6.) Now, download the 1.1.2 firmware from Apple’s servers. If iTunes asks you to upgrade, cancel it.

7.) Once the download completes, like before, in iTunes go to your iPod and Option-click (or PC: Alt-click) on “Update”. Again, iTunes opens a dialog. Select the new firmware downloaded from step 6.

8.) Cool. If you made it this far, you’re not far away from your pleasure. Now, download the 1.1.2 Jailbreak from the linked page.

9.) Got it? Good. Extract the zip. Connect the touch to your computer, and important: quit iTunes. Everything that has the name iTunes or iPod as running process must go. Seriously. Do this now.

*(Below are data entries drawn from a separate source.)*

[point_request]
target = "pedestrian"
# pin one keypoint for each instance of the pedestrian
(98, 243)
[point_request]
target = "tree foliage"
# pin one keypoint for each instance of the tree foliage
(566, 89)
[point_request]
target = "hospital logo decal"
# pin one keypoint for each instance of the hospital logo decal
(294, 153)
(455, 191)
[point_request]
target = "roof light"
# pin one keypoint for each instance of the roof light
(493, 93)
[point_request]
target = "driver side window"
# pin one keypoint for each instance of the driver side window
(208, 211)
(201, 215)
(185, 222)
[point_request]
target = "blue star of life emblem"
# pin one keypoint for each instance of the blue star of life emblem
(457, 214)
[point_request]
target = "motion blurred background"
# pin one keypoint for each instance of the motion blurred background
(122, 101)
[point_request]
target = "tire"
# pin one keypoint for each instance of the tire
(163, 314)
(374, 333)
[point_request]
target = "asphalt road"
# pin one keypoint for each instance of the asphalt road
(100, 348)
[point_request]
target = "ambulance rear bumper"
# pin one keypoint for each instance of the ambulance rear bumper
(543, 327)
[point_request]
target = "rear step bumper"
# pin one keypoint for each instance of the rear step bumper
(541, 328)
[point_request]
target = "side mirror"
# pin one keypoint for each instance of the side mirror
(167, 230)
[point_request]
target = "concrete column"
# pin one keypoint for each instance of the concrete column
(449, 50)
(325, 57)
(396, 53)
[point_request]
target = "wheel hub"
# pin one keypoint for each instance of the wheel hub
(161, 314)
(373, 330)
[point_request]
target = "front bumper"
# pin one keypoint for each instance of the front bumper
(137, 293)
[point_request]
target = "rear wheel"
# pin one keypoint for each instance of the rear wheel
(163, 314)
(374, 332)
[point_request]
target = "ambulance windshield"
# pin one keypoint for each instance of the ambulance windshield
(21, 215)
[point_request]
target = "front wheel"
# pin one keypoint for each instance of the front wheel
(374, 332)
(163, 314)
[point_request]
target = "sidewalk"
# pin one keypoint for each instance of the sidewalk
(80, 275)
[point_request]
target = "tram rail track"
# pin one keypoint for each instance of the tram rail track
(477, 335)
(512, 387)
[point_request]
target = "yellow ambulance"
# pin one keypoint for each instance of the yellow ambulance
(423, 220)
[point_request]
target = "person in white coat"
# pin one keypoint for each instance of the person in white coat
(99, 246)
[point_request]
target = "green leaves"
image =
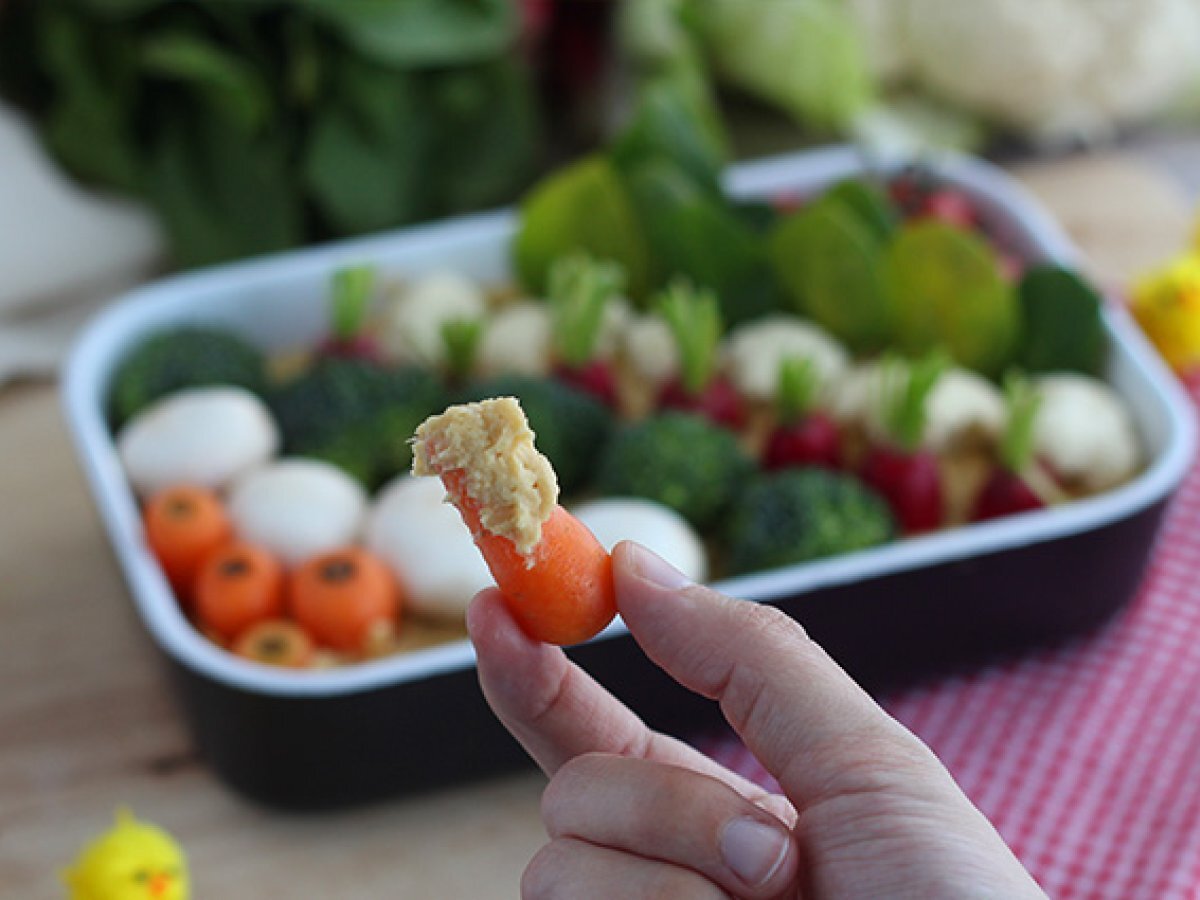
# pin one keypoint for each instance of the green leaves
(257, 125)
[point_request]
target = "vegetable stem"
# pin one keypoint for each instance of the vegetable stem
(695, 319)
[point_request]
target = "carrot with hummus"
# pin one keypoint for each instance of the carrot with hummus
(555, 575)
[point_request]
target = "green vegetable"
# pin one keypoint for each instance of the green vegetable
(357, 414)
(831, 261)
(571, 427)
(796, 515)
(255, 126)
(679, 460)
(946, 289)
(579, 292)
(581, 208)
(189, 357)
(1063, 329)
(695, 322)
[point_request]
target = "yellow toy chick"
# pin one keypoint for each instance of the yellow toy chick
(132, 861)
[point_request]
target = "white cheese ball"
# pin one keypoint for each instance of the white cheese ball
(754, 353)
(411, 325)
(298, 508)
(651, 351)
(199, 436)
(424, 541)
(652, 525)
(1085, 432)
(964, 408)
(517, 339)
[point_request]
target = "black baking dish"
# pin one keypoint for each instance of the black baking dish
(417, 720)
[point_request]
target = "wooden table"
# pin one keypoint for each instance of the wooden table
(87, 723)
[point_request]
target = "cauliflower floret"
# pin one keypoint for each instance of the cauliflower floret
(411, 328)
(517, 339)
(755, 352)
(964, 409)
(1084, 431)
(651, 351)
(1055, 67)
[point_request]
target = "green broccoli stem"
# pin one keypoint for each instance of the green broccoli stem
(796, 393)
(1024, 401)
(695, 319)
(461, 340)
(351, 298)
(906, 389)
(580, 289)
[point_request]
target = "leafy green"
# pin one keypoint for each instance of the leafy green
(831, 262)
(1063, 328)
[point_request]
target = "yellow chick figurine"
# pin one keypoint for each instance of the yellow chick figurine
(132, 861)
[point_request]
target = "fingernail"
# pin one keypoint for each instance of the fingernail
(658, 571)
(754, 851)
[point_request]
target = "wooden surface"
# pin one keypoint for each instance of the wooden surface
(87, 724)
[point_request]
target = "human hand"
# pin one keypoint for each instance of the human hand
(868, 810)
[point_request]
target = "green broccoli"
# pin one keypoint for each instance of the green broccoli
(795, 515)
(189, 357)
(571, 427)
(357, 414)
(679, 460)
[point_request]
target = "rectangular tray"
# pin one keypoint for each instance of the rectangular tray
(417, 720)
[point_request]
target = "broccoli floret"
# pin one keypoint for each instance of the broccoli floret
(679, 460)
(571, 427)
(790, 516)
(357, 414)
(190, 357)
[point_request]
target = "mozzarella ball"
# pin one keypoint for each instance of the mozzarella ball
(517, 339)
(651, 349)
(411, 325)
(652, 525)
(755, 352)
(1085, 432)
(424, 541)
(298, 508)
(199, 436)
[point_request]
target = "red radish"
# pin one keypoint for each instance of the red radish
(695, 319)
(1011, 486)
(580, 291)
(804, 436)
(351, 299)
(907, 475)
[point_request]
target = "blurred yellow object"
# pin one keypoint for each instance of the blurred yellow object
(1167, 305)
(132, 861)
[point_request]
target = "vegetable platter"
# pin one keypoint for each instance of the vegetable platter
(414, 720)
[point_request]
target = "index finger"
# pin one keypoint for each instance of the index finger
(558, 712)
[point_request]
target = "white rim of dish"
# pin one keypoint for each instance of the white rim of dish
(807, 171)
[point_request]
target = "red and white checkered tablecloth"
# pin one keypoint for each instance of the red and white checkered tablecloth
(1085, 757)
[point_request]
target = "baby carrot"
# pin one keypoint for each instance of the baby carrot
(343, 597)
(237, 587)
(184, 523)
(555, 575)
(276, 642)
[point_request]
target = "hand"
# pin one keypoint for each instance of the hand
(868, 809)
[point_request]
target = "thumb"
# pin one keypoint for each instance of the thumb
(809, 724)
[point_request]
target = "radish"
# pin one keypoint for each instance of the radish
(580, 289)
(804, 436)
(1018, 484)
(901, 469)
(349, 303)
(695, 321)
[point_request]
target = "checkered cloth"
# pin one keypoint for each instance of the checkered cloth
(1085, 757)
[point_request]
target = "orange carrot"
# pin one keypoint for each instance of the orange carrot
(237, 587)
(342, 597)
(276, 642)
(561, 588)
(183, 526)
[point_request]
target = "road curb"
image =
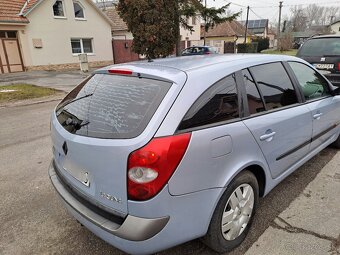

10.) Alright. At this point, you’re very close. Open the folder into which you extracted the file from step 8. For Windows users, doubleclick the windows.bat file, for Mac users, the .JAR file. Make sure you’ve got Java installed.

11.) Wait. Watch it do it’s thing. When it’s done, your iPod will reboot 3 times or so, and there’s the Installer.app again!

Let the fun begin. If you want to install 3rd party apps, go to the Installer.app, and install what your heart desires. Ah yes, you’re running on 1.1.2 now. Cool eh?

If you made everything right, you can have a Springboard screen like this:

jailbreak1.jpg
iPod touch showing multiple apps, including previously unavailable iPhone applications

jailbreak2.jpg
Second page of my Springboard

Enjoy!

About

My name's Marcus. I'm 26. Live in Dublin, Ireland. Work for a well-known Internet company. I'm not smart. I'm single. I'm crazy. I think aliens visit us. I have an iPhone (ZOMG!!). I like technology. I'm lost on this planet. Wandering this world. I'd vote Obama. I have an HD TV. I cycle to work (so I'm carbon-neutral). Domino's is on speed-dial on my phone. I like Macs. I'm a friend.

I think life's just a ride in an amusement park.